Futaana, Y., Wang, X.-D., Roussos, E., Krupp, N., Wahlund, J.-E., Ågren, K., et al. (2018). Corotation Plasma Environment Model: An Empirical Probability Model of the Jovian Magnetosphere. IEEE Transactions on Plasma Science, 46(6), 2126-2145. doi:10.1109/TPS.2018.2831004.

Cite as: https://hdl.handle.net/21.11116/0000-0002-5984-5

Abstract

We developed a new empirical model for corotating plasma in the Jovian magnetosphere. The model, named the coro-
tation plasma environment model version 2 (CPEMv2), considers
the charge density, velocity vector, and ion temperature based on
Galileo/plasma system (PLS) ion data. In addition, we develop hot
electron temperature and density models based on Galileo/PLS
electron data. All of the models provide respective quantities in
the magnetic equator plane of 9–30R_J
, while the charge density
model can be extended to 3-D space. A characteristic feature of
the CPEM is its support of the percentile as a user input. This
feature enables us to model extreme conditions in addition to
normal states.

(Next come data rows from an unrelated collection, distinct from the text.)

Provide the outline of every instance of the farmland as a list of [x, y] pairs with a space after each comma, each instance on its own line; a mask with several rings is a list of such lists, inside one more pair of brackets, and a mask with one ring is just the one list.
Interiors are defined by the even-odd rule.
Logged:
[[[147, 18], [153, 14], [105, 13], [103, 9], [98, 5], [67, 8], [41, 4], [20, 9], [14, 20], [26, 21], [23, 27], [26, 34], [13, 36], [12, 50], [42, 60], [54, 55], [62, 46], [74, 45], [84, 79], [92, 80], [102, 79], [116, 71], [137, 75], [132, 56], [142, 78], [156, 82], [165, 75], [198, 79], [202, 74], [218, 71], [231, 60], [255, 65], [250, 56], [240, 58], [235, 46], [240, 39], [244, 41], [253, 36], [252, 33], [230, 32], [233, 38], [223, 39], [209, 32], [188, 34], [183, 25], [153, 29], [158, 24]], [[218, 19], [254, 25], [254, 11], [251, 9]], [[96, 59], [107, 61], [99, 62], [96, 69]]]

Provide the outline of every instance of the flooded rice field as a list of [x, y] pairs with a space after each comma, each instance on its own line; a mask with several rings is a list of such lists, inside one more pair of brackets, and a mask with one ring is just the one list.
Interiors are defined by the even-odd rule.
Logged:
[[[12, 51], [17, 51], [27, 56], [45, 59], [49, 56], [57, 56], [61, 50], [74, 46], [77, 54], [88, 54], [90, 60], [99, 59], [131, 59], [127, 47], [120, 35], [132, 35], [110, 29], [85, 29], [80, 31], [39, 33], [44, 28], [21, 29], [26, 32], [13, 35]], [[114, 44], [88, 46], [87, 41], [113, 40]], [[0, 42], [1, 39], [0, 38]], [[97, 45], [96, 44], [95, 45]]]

In this paper, we review the foundations of the
new empirical model, present a general derivation algorithm,
and offer a detailed formulation of each parameter of the
CPEMv2. As all CPEM parameters are of the analytical form,
their implementation is straightforward, and execution involves
the use of a small number of computational resources. The
CPEM is flexible; for example, it can be extended, as new data
(from observations or simulation results) become available. The
CPEM can be used for the mission operation of the European
Space Agency’s mission to Jupiter, JUpiter ICy moons Explorer
(JUICE), and for future data analyses.